A few years later, the colourful love life of Lady Antonia Fraser also caused a few titters when Nigel Dempster published her photo, with the epithet 'the much-loved Lady Antonia', surrounded by myriad men's mug-shots. Society smirked about these ladies, but did not shun them (though the Duchess did end up alone and penniless).

A WIFE'S infidelity, among the upper classes, was regarded as an acceptable glitch in the well-oiled machinery of your life; it was like a dumb waiter with rusty hinges or a Sevres dinner set with a few chips.

And there was a lot of it about: for, unlike their poorer sisters, these well-born women had the self-confidence granted by a healthy private income and a husband's fear of scandal. They knew the choice between the man they'd married and the man they fancied did not mean the choice between a life of ease and suffering in penury. So long as everyone behaved properly, tiptoeing along corridors, setting up discreet rendezvous, then no one need take issue with a lady's private pleasures.

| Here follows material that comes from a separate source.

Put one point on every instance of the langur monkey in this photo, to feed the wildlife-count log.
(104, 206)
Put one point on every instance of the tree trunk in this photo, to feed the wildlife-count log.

Today, you don't need to be a duchess to survive without hubby's salary; and an affair is only a scandal when it involves a royal and a butler or two. Liberated from the constraints of money and reputation, British wives are indulging in affairs - North, South and centre - though South-East most of all. Top Sante magazine revealed this week that one in six women admitted to cheating on their partners - a figure 10 per cent higher than among men.

In the South-East, a fifth of the women polled said they had cheated on their man.

Nothing surprising in these statistics. Women are earning more money than they ever have. And far from fearing gossip, they know, from the telly and the cinema, that dysfunctional marriages where she cheats on him are the norm and not a shame. Cheat on him, and you're likened to Samantha in Sex and the City - the girl who's gotta have it. Those in the know might give you a rap on the knuckle, but no one's going to make you wear the scarlet letter 'A'.

Above all, married women are out at work (among male as well as female colleagues) more than they've ever been - 70 per cent, according to the Office of National Statistics. And work is where communication is still possible. Every affair is born of the search for the perfect conversation.

The straying wife is looking for Mr Listener, not Mr Right. She seeks a man who will hear her out, a man who uses his ears to hear her - rather than as yet another body part he can tug, pick at, scratch. She wants a wailing wall, an interactive audience and a father confessor all rolled into one.

Modern home life is conducive to none of the above: home is where the other half grunts and snorts in front of the box, an anti- social animal who only stirs to refill his glass. Home is where children demand your attention, bills clamour for payment, and his mother comes for a meal. Home is where you run a bath to hear yourself think - and no one seems to want to hear you speak.

The office instead is an all too tempting speech forum. Here, exchanges alternate with restful silence; group activity gives way to interaction. And hours of working cheek by jowl make for an intimacy that family members - plugged into their earphones, shut in their rooms, absent at mealtimes - no longer share.

OFFICE LIFE makes space for getting-to-know-you sessions - and women take the lead in this. Listen to a male and female colleague at work, discussing a proposed merger or a sloppy report.

He will talk dry and dusty professionalism. She will coax him into more intimate details, asking whether he watched The Office last night, or whether he's read Nick Hornby's latest.

Before long, she's loosened him up, and he's telling her how no, he couldn't watch The Office because he's had a row with the Missus ('she never understands how pressurised work is') and yes he did read Hornby, and sometimes wonders whether it wouldn't be easier to live with his son on his own.

For a woman, this oral engagement is necessary - it is what she founds her friendships on, and what she tries to duplicate at home. For a man, it is deeply seductive: she wants to know about ME. And because he's at work, where he is trained to listen to his boss, the accountant, the clients, he has no difficulty in bringing his listening skills to his time with her.

She thinks he's listening to her, he thinks she's gagging for him. What more promising start of an affair, as the Duchess would have said?